J. Barks assisted with study design, interpreted the data, and revised the manuscript.
Ethical Approval: The University of Michigan Institutional Review Board approved this study. The parents of each enrolled infant provided written informed consent.
Declaration of Conflicts of Interest:
Dr. Shellhaas receives research funding from NIH, the Child Neurology Foundation, and intramural grants from the University of Michigan’s Department of Pediatrics and Communicable Diseases. She serves on the editorial boards of Pediatric Neurology and Journal of Child Neurology.
J. Kushwaha and M. Plegue have nothing to disclose.

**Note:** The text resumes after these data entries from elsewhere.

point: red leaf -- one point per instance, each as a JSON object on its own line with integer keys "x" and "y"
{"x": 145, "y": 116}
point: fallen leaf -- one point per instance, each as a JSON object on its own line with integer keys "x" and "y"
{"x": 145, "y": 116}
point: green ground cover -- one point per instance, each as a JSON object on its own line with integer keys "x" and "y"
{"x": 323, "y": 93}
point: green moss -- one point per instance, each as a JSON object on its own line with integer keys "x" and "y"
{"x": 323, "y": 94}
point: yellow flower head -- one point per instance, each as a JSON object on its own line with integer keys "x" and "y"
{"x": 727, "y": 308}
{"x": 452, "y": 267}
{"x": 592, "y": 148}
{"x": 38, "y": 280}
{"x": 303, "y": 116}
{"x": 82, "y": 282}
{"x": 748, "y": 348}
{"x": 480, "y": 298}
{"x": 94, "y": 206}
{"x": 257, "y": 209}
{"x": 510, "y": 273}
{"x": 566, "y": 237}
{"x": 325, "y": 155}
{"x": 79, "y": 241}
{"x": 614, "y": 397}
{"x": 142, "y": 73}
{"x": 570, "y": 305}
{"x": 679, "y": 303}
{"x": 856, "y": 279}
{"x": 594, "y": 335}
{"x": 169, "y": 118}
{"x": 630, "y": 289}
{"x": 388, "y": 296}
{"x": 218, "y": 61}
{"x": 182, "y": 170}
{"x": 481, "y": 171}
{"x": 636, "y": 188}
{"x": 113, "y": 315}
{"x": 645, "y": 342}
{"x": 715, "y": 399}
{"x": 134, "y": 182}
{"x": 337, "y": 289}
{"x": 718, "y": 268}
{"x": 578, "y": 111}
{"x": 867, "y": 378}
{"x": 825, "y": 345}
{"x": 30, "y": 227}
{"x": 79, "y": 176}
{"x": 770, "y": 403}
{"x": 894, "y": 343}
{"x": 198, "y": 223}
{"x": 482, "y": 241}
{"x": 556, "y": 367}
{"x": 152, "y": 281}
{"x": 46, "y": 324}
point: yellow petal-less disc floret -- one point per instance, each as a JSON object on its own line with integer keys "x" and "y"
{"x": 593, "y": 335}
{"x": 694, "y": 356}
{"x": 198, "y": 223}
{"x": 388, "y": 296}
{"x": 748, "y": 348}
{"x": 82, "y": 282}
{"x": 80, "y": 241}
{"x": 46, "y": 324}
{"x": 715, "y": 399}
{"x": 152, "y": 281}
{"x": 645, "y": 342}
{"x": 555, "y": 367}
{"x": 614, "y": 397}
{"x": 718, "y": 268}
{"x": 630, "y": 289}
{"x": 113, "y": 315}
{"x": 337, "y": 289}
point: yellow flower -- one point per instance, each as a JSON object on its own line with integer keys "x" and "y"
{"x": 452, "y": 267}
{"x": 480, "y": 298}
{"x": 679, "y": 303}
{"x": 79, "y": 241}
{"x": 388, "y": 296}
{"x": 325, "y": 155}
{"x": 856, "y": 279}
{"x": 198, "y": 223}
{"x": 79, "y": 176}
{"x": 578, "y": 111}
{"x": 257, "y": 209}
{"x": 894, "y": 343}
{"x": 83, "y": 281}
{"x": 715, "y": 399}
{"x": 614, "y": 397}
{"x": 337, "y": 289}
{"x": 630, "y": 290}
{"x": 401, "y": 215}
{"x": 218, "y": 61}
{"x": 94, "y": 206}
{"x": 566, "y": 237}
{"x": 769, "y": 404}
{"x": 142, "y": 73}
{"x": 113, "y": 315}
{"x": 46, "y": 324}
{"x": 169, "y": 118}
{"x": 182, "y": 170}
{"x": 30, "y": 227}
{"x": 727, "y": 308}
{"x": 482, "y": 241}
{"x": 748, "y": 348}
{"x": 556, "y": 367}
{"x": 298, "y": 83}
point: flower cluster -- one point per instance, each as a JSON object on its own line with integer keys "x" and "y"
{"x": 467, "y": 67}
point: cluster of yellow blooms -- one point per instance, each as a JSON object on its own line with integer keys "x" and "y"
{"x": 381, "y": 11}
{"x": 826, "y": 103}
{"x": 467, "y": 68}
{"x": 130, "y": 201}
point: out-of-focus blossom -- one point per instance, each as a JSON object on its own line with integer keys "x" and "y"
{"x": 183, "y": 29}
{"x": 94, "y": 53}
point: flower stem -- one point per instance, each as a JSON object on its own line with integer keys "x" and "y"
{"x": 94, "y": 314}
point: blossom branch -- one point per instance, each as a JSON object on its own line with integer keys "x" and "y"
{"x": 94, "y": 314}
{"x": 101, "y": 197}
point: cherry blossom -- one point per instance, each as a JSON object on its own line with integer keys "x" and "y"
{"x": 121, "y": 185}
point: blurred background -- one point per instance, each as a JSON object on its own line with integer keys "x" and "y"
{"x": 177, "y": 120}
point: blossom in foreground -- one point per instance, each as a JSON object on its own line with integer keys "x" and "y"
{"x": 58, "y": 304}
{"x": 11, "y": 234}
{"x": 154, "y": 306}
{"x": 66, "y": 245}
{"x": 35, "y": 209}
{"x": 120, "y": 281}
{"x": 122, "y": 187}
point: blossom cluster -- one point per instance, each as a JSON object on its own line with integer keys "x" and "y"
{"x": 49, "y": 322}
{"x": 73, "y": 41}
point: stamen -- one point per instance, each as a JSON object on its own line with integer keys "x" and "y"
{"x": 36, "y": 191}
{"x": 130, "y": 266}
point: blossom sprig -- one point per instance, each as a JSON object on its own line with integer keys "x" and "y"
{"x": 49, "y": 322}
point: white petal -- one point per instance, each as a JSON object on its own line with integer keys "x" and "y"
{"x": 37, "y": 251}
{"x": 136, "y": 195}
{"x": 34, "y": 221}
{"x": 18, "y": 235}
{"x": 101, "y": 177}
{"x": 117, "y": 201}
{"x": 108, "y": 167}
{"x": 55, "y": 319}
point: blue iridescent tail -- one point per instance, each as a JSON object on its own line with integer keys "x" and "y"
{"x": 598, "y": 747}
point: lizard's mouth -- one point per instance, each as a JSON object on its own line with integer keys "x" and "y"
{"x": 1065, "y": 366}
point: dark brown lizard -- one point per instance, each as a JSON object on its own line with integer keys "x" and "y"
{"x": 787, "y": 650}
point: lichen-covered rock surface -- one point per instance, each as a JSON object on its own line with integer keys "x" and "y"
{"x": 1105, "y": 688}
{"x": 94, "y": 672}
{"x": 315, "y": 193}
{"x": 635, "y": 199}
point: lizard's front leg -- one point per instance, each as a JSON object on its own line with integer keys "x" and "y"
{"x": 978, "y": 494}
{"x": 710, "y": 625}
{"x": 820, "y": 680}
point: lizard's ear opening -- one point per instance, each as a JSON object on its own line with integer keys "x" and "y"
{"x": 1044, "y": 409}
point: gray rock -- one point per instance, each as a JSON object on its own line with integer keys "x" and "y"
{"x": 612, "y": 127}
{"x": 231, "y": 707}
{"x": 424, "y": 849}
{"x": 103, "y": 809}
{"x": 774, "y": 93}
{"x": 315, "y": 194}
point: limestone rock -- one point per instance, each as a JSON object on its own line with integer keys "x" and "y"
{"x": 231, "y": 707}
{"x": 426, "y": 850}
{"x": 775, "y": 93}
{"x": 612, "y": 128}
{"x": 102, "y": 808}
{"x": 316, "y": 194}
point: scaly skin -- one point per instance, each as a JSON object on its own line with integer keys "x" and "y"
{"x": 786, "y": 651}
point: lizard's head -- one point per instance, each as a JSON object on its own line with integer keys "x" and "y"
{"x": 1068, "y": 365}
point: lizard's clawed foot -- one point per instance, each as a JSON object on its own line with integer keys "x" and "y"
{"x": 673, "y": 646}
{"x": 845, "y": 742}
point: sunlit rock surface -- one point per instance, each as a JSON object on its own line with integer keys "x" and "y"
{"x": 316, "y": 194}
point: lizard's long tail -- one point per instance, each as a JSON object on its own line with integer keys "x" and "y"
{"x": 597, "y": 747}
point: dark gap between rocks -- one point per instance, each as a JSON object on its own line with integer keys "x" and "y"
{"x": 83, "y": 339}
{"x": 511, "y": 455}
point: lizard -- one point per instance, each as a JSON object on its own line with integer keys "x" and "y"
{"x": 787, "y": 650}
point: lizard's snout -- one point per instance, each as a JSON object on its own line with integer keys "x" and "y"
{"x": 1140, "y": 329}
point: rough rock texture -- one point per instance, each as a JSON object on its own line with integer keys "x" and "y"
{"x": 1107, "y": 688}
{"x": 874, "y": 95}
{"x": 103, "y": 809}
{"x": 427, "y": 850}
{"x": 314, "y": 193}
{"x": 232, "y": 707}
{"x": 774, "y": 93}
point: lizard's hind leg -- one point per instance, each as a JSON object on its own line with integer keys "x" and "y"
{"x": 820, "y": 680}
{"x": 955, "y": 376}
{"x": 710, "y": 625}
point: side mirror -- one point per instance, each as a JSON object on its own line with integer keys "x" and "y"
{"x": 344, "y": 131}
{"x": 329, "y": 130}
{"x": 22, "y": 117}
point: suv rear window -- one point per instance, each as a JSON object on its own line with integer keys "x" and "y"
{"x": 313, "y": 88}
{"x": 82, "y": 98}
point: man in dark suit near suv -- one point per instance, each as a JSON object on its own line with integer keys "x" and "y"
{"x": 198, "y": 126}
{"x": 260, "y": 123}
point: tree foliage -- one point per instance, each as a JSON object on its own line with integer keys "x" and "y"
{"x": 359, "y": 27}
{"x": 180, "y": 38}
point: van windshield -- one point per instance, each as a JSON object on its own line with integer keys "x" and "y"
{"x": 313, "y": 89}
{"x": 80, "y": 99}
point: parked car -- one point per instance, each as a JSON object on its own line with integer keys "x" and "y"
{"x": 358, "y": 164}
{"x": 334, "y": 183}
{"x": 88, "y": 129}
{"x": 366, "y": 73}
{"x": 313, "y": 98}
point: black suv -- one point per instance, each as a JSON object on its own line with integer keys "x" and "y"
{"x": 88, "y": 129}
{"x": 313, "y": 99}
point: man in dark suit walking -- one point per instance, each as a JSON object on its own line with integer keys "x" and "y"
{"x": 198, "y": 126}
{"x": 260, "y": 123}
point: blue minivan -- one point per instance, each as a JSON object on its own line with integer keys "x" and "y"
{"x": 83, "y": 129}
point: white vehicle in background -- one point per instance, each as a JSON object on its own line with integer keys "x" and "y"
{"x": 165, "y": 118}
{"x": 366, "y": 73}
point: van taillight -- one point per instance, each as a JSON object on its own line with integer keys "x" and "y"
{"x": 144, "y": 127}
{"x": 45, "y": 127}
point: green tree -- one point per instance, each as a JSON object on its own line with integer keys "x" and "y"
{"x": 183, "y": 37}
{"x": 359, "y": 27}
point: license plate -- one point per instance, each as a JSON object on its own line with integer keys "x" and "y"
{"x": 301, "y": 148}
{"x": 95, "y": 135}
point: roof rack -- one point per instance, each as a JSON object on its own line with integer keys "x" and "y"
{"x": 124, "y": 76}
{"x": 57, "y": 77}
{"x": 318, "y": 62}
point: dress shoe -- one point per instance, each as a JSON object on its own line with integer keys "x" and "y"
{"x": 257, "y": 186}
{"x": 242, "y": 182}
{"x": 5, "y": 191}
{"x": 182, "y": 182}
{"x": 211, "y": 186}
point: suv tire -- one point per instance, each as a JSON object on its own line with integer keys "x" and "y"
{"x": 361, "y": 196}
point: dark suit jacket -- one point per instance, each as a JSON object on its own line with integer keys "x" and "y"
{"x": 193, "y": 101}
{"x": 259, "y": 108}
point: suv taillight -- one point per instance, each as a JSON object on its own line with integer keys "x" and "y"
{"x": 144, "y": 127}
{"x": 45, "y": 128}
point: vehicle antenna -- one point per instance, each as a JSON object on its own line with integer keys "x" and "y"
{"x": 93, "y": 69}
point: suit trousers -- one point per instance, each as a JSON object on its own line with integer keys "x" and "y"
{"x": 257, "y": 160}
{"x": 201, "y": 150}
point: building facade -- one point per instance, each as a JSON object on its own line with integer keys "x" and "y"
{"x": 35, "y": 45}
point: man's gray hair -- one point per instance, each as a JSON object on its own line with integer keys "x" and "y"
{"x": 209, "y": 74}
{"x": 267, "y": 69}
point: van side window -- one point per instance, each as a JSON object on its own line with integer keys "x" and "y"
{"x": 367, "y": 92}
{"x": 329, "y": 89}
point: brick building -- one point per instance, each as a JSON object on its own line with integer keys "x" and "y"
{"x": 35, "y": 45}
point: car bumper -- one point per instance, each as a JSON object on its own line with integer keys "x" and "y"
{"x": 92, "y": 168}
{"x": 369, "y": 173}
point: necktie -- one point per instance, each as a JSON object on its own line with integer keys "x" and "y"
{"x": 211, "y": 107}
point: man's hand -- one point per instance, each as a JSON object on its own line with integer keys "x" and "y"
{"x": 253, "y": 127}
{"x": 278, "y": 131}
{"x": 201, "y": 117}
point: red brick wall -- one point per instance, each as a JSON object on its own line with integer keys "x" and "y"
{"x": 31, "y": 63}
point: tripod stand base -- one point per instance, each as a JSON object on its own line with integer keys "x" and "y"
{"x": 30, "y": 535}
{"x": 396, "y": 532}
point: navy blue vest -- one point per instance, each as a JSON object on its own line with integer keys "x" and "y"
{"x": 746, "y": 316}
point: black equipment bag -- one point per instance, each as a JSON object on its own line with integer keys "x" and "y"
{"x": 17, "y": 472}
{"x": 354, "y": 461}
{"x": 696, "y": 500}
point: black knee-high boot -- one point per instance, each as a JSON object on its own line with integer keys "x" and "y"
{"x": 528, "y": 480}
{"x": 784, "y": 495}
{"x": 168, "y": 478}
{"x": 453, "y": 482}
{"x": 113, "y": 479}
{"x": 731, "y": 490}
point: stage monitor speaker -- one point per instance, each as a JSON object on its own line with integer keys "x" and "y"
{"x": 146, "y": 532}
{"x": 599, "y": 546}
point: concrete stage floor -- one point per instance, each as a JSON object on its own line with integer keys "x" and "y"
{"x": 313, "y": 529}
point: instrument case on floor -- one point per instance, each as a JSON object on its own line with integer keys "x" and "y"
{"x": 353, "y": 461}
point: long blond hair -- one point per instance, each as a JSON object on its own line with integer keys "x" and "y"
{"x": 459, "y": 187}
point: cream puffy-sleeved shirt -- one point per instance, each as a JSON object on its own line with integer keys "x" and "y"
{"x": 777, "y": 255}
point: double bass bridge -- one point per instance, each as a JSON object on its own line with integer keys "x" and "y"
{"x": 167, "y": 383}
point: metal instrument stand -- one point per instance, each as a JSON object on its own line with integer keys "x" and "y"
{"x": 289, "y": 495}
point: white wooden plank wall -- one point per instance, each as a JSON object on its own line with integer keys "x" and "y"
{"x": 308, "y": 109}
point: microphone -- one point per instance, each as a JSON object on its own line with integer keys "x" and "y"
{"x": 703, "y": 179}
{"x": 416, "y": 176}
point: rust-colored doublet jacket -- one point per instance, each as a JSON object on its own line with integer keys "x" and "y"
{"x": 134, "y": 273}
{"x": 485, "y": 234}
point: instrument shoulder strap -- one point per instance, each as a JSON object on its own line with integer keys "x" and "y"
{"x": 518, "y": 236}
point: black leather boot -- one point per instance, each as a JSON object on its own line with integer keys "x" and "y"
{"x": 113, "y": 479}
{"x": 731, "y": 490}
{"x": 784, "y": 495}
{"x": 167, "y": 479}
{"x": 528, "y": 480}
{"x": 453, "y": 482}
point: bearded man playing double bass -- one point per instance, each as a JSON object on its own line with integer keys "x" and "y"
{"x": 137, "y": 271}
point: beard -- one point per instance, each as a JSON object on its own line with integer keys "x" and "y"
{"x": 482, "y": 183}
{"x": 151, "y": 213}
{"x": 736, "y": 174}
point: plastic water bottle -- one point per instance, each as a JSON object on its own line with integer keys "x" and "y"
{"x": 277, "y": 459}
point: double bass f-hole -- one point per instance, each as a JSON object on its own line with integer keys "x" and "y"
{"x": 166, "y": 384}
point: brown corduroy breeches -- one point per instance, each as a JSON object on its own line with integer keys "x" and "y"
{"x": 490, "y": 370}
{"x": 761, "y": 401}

D. Selewski receives research funding from the Renal Research Institute and intramural grants from the University of Michigan’s Department of Pediatrics and Communicable Diseases.
J. Barks receives research funding from NIH.
Financial Disclosure: This research was supported by the Child Neurology Foundation’s Shields Fellowship Award (to RAS) and Swaiman Medical Student Scholarship (to JSK), the University of Michigan’s Charles Woodson Pediatric Biostatistics Fund, and the Michigan Institute for Clinical & Health Research (CTSA: UL1RR024986).
Somanetics, Inc (Troy, MI) donated the NIRS equipment for research conducted in our neonatal intensive care unit, but had no input into this study’s conception, design, data analysis, writing of the manuscript, or the decision to submit the manuscript.